The `setDepositFlatFee()` and `setRedeemFlatFee()` functions revert with `FeeExceedsMaximum` if the new fee exceeds the cap. This limits admin abuse even if the fee manager key is compromised — the worst-case scenario is 5 tokens per operation, not arbitrary.

## Fee collection and withdrawal

Fees are collected using a `balanceOf(address(this))` sweep model:

<Steps>
  <Step title="User calls deposit on the spoke VaultInterface">
    The full `assets` amount is transferred from the user into the `VaultInterface` contract.
  </Step>

  <Step title="VaultInterface bridges the post-fee amount">
    Only `assets - depositFlatFee` is bridged cross-chain via the OFT. The fee stays behind as a token balance in the `VaultInterface` contract.
  </Step>

  <Step title="Fee accumulates in the contract balance">
    Over time, the `VaultInterface` contract's `balanceOf(address(this))` grows as each deposit leaves its fee behind.
  </Step>

  <Step title="Operations role sweeps the balance">
    An address with `OPERATIONS_ROLE` (or the owner) calls `withdrawFees(token, recipient)` to sweep the entire balance to a recipient wallet.
  </Step>
</Steps>

There are no accumulator variables and no drift. The sweep reads `balanceOf(address(this))` at withdrawal time. This saves \~5,000 gas per deposit versus maintaining a running total.
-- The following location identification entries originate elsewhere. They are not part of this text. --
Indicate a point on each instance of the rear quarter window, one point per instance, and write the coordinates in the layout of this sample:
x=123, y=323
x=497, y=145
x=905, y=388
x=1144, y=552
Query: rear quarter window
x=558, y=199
<Warning id="sweep-model-safety">
  **Safety constraint.** This sweep model is ONLY safe with mint/burn OFTs. With a lockbox OFT (`OFTAdapter`), user funds locked for bridging would be indistinguishable from fee balances. See [Spoke-only deployment safety](#spoke-only-safety) for the constructor-time check that enforces this invariant.
</Warning>

## Fee management roles

Three operations are gated by role, and each can be performed by either the contract owner or an address holding `OPERATIONS_ROLE`:

| Action          | Who                        |
| --------------- | -------------------------- |
| Set deposit fee | Owner or `OPERATIONS_ROLE` |
| Set redeem fee  | Owner or `OPERATIONS_ROLE` |
| Withdraw fees   | Owner or `OPERATIONS_ROLE` |

Fees are set per-chain at deploy time via the `initialize()` parameters, allowing different fee levels for chains with different gas costs. As of the current deployment, Avalanche and Katana use identical fees (0.14 UTY deposit, 0.21 yUTY redeem).